The Belgian Gendarmerie / Rijkswacht was the National Police force in Belgium from the Independence (1830) until the year 2000 when it was disbanded, all Police forces being amalgamated into a Federal Police Force with two levels (January 1st, 2001). In fact, as it is now, a Federal and several Local Polices with the same uniforms, ranks, etc. Officers can be switched from local to federal and the contrary if they want it, according the positions becoming free.
A good history in English about the Belgian Gendarmerie is to be found on Wikipedia.

Claude Marchal, 26 June 2012

Flag of the ex-servicemen of the Gendarmerie / Rijkswacht

[Gendarmerie flag]

Flag of the Ex-servicemen of the Gendarmerie / Rijkswacht - Image by Claude Marchal, 26 June 2012

The former members of the Gendarmerie founded recently (in fact 4 months ago) an association called "Anciens Gendarmes BE Oud-Rijkswachters" (website). The French "Anciens Gendarmes" and the Dutch "Oud-Rijkswachters" stand for "former Gendarmes" in English. "BE" stands for Belgium, of course. They want, under others, to remember the traditions of the former Gendarmerie and will, between others, honor the fallen members; those fallen during the wars but also those killed in service.

Although the Gendarmerie was demilitarized in 1992, the corps kept a nearly military organization as in the past.
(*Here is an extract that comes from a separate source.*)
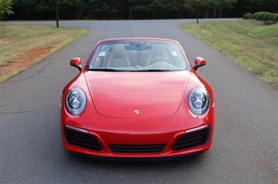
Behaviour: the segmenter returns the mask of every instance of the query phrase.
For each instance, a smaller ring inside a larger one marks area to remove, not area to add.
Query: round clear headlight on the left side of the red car
[[[72,115],[81,113],[86,104],[86,95],[82,89],[72,88],[65,97],[65,107]]]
This spirit now can be found back into the association. As tradition, a standard or flag was created and officially presented to the President of the association, last week end.
The three colors of the flag are, of course, the Belgian colors. "België" is Flemish and "Belgique" is French for "Belgium". The two dates are for the beginning and the end of a Gendarmerie force (or Maréchaussée, which is the same under another name) in Belgium. The red and blue shield as well as the grenade badge were the insignia of the Gendarmerie, grenades being a tradition for elite corps since Napoléon. "More majorum" says in Latin something like "as in the past" and shows the will not to forget the values and traditions of the corps.